To study the mechanism of cytotoxicity of compound 1, the interaction of compound 1 with CT26 cells (PDB code: 4OAS) was carried out (Zhang et al., 2017). The hydrogen on the hexatomic ring formed hydrogen bonds with Leu-54 (1.8 Å). Docking of compound 1 with the proteins from HeLa cells (PDB code: 6VR1) (Batool et al., 2022) showed that the oxygen on the hexatomic ring formed a hydrogen bond with His-188 (1.7 Å) and that bonding was weak.

3.4 Ability to scavenge DPPH radicals

The ability of the compounds within E. nematocypha to scavenge DPPH radicals is displayed in Table 2. Vitamin C was the positive control drug with IC50 of 0.17 ± 0.01 μM. Compounds 1, 2, and 4 could scavenge DPPH radicals. Compound 4 showed a good ability to scavenge DPPH radicals, with IC50 of 32.38 ± 1.92 μM. Compounds 1 and 2 exhibited moderate antioxidant activity, with IC50 of 427.64 ± 8.47 and 57.55 ± 1.59 μM, respectively.

TABLE 2

Ability of compounds 1–10 to scavenge DPPH radicals.

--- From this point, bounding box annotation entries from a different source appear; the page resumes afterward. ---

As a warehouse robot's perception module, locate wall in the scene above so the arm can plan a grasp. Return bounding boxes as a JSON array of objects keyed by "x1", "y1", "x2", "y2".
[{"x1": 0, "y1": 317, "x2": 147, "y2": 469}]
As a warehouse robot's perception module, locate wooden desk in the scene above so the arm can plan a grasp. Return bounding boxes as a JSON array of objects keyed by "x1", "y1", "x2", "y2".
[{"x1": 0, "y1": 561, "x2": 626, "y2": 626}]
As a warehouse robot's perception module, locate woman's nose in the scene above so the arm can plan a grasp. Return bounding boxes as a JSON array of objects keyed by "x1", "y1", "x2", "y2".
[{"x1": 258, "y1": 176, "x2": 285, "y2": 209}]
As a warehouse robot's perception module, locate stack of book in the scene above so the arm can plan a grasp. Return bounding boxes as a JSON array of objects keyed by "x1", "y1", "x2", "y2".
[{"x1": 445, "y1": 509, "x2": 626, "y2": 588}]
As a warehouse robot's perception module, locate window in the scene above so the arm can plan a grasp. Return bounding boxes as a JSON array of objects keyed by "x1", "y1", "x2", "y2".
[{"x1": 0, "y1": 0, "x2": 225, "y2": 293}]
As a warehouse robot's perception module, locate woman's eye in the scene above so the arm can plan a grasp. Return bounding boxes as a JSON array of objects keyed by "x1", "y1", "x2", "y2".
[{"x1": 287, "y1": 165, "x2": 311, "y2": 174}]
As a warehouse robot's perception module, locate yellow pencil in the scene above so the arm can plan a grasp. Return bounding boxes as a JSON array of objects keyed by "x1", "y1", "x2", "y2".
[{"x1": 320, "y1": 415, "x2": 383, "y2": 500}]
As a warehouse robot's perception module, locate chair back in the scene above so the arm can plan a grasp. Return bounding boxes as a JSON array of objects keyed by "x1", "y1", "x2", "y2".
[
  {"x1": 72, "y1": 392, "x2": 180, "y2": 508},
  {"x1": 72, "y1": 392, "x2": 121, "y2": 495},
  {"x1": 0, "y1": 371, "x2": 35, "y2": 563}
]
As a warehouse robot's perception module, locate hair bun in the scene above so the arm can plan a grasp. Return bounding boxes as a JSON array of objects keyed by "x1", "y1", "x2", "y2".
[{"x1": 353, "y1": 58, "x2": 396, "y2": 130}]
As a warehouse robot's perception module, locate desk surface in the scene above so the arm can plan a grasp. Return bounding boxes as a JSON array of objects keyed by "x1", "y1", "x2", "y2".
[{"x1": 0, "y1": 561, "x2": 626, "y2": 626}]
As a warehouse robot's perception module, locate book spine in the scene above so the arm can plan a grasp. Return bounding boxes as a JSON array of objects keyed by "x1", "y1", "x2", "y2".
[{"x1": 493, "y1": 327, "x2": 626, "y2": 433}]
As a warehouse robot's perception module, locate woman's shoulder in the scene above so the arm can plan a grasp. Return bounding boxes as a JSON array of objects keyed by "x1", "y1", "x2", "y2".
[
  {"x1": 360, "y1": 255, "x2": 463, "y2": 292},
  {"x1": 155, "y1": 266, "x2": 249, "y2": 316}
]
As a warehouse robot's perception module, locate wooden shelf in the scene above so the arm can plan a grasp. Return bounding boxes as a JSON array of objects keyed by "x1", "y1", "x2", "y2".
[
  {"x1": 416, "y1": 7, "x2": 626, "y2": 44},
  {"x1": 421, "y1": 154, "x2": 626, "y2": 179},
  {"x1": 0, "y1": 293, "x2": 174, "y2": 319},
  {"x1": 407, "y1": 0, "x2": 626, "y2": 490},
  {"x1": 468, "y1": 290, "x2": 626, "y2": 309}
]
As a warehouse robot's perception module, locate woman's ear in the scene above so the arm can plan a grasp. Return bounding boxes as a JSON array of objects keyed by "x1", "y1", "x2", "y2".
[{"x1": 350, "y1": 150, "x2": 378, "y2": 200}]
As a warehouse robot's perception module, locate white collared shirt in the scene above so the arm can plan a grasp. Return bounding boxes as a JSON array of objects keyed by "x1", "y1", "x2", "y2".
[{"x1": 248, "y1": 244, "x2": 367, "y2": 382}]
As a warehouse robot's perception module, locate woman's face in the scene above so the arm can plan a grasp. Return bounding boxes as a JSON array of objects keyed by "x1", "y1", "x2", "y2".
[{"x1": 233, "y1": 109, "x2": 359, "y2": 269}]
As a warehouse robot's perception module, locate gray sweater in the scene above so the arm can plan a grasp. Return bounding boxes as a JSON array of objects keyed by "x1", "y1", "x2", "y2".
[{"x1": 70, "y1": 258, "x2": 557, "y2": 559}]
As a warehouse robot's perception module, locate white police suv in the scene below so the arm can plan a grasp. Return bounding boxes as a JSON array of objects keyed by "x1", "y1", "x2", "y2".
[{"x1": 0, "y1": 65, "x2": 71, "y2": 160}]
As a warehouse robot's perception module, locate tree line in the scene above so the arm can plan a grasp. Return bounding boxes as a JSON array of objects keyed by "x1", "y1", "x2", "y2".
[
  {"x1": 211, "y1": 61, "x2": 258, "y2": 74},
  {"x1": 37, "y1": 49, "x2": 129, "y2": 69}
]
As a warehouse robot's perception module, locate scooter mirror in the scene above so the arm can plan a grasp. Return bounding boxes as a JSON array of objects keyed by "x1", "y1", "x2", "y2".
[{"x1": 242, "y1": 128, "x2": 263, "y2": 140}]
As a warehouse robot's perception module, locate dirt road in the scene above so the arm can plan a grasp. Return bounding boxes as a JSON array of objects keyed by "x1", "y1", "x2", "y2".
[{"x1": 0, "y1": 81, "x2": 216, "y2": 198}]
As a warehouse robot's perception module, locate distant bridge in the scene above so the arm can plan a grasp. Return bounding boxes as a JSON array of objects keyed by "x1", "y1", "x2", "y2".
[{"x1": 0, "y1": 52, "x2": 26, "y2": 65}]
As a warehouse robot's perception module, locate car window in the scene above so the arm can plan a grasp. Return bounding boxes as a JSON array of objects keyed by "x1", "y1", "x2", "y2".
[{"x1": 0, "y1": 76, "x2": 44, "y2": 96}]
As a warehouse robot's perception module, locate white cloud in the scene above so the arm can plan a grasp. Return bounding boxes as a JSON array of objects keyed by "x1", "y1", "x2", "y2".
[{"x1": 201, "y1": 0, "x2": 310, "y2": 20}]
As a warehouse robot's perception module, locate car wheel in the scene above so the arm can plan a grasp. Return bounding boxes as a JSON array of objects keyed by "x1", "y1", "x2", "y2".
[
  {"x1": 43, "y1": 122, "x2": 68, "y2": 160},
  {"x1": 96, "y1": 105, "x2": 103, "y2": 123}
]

Compound	(IC50, μM) a	Compound	(IC50, μM) a
1	427.64 ± 8.47	7	>400
2	57.55 ± 1.59	8	>400
3	>400	9	>400
4	32.38 ± 1.92	10	>400
5	>400	Vitamin C	0.17 ± 0.01
6	>400

IC50 data represent three replicates and are shown as the mean ± SD.

4 Conclusion

We described a new rosane-type diterpenoid and nine known diterpenoids isolated from E. nematocypha. Through the screening of five human cancer cell lines, compound 1 showed remarkable inhibitory activity against HCC 1806, CT26, and HeLa cells. Compounds 2 and 4 exhibited moderate inhibitory activity in vitro. The molecular-docking study of compound 1 with RSK suggested that compound 1 might be an efficacious inhibitor of human breast cancer cells. Compounds 2 and 4 were strong scavengers of DPPH radicals.